Indivision et copropriété divisée : deux régimes différents
L'indivision existe lorsque plusieurs personnes sont propriétaires d'un même bien sans qu'aucune part ne soit matériellement délimitée : c'est le cas typique d'un héritage non encore partagé, ou d'un bien acheté en commun par plusieurs personnes. Le Code des droits réels (articles 56 à 71) organise ce régime : chaque indivisaire détient une quote-part abstraite sur l'ensemble du bien, présumée égale entre eux sauf preuve contraire, et peut céder, hypothéquer ou transmettre cette part librement.
La copropriété divisée concerne, elle, les immeubles physiquement découpés en lots — appartements, étages, locaux commerciaux — chacun appartenant à un propriétaire distinct, les parties communes (cage d'escalier, toiture, ascenseur, terrain) restant partagées entre tous. Ce régime, également issu du Code des droits réels (articles 88 et suivants, largement modernisés par la loi n° 2005-78 du 4 août 2005), impose un règlement de copropriété et la constitution obligatoire d'un syndicat des copropriétaires doté de la personnalité civile.

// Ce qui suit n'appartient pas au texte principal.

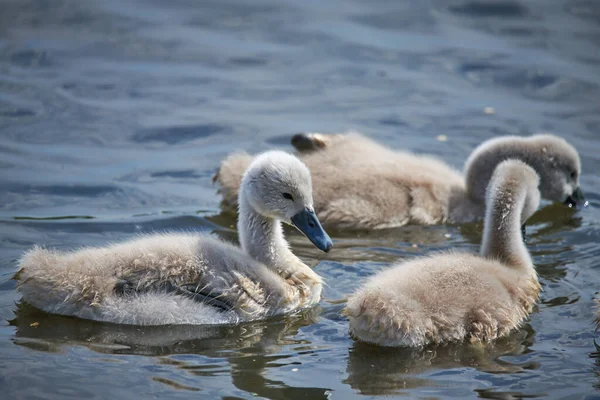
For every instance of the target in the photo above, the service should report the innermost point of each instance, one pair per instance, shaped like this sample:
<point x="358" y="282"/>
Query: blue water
<point x="115" y="114"/>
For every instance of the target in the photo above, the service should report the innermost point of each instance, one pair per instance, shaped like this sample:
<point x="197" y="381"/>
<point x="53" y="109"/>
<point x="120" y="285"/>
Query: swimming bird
<point x="184" y="278"/>
<point x="454" y="296"/>
<point x="360" y="184"/>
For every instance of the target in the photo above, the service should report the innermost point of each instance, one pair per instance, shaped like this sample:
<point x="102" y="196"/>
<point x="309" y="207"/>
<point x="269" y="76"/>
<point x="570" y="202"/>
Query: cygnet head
<point x="559" y="167"/>
<point x="510" y="178"/>
<point x="278" y="185"/>
<point x="556" y="162"/>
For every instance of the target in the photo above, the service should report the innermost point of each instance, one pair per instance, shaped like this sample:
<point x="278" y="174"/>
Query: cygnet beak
<point x="576" y="198"/>
<point x="307" y="222"/>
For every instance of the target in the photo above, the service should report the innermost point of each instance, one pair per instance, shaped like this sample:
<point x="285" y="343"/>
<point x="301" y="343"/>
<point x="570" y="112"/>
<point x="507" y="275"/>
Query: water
<point x="114" y="116"/>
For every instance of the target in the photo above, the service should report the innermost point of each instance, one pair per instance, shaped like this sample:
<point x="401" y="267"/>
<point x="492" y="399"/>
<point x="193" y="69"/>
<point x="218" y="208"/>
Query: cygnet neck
<point x="480" y="166"/>
<point x="262" y="237"/>
<point x="502" y="238"/>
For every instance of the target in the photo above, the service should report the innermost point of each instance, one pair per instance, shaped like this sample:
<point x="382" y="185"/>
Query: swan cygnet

Les litiges les plus fréquents en indivision
Blocage de la gestion courante : les actes de conservation peuvent être pris par un seul indivisaire, mais les actes de disposition ou les décisions importantes exigent l'accord de la majorité ou de l'unanimité selon leur nature, ce qui paralyse souvent la gestion lorsque les héritiers sont en désaccord.
Occupation privative sans compensation : un indivisaire qui occupe seul le bien (par exemple un appartement familial) sans indemniser les autres est une source classique de contentieux, notamment entre cohéritiers.
Cession de quote-part à un tiers : la vente d'une part indivise à une personne étrangère à l'indivision ouvre aux autres indivisaires un droit de retrait (ou de préemption), leur permettant de se substituer à l'acquéreur — un mécanisme souvent mal connu, source de contestations lorsqu'il n'est pas respecté.
Refus de sortir de l'indivision : l'action en partage est en principe toujours ouverte et imprescriptible ; un indivisaire ne peut pas être maintenu de force dans l'indivision, ce qui conduit fréquemment à un partage judiciaire lorsque l'amiable échoue.
Les litiges les plus fréquents en copropriété divisée
Non-paiement des charges de copropriété : c'est le contentieux le plus courant, en particulier lorsque le propriétaire réside à l'étranger et que le bien est loué — le locataire n'étant pas toujours celui qui règle les charges.
Syndic absent ou défaillant : de nombreux immeubles fonctionnent sans syndic actif, ou avec un syndic désigné qui n'exerce pas réellement ses missions, ce qui empêche l'entretien des parties communes et la prise de décisions collectives.
Non-respect du règlement de copropriété : travaux non autorisés affectant les parties communes, changement de destination d'un lot (transformation d'un logement en local commercial), nuisances entre copropriétaires.
Contestation de la répartition des charges : la participation aux charges se fait proportionnellement à la quote-part de chacun dans les parties communes ; les désaccords sur ce calcul, ou sur la nature d'une dépense (charge générale ou charge spéciale à certains lots), donnent lieu à des litiges fréquents.
Comment prévenir ces litiges
Dans la majorité des dossiers, ces contentieux auraient pu être évités par :
une vérification rigoureuse du titre foncier et du statut du bien (indivis ou divisé) avant l'achat ;
l'établissement ou l'actualisation d'un règlement de copropriété clair, déposé et opposable ;
la désignation effective d'un syndic, et un suivi régulier des comptes de charges ;
pour les biens indivis, une convention d'indivision organisant la gestion et anticipant la sortie, plutôt que d'attendre le conflit.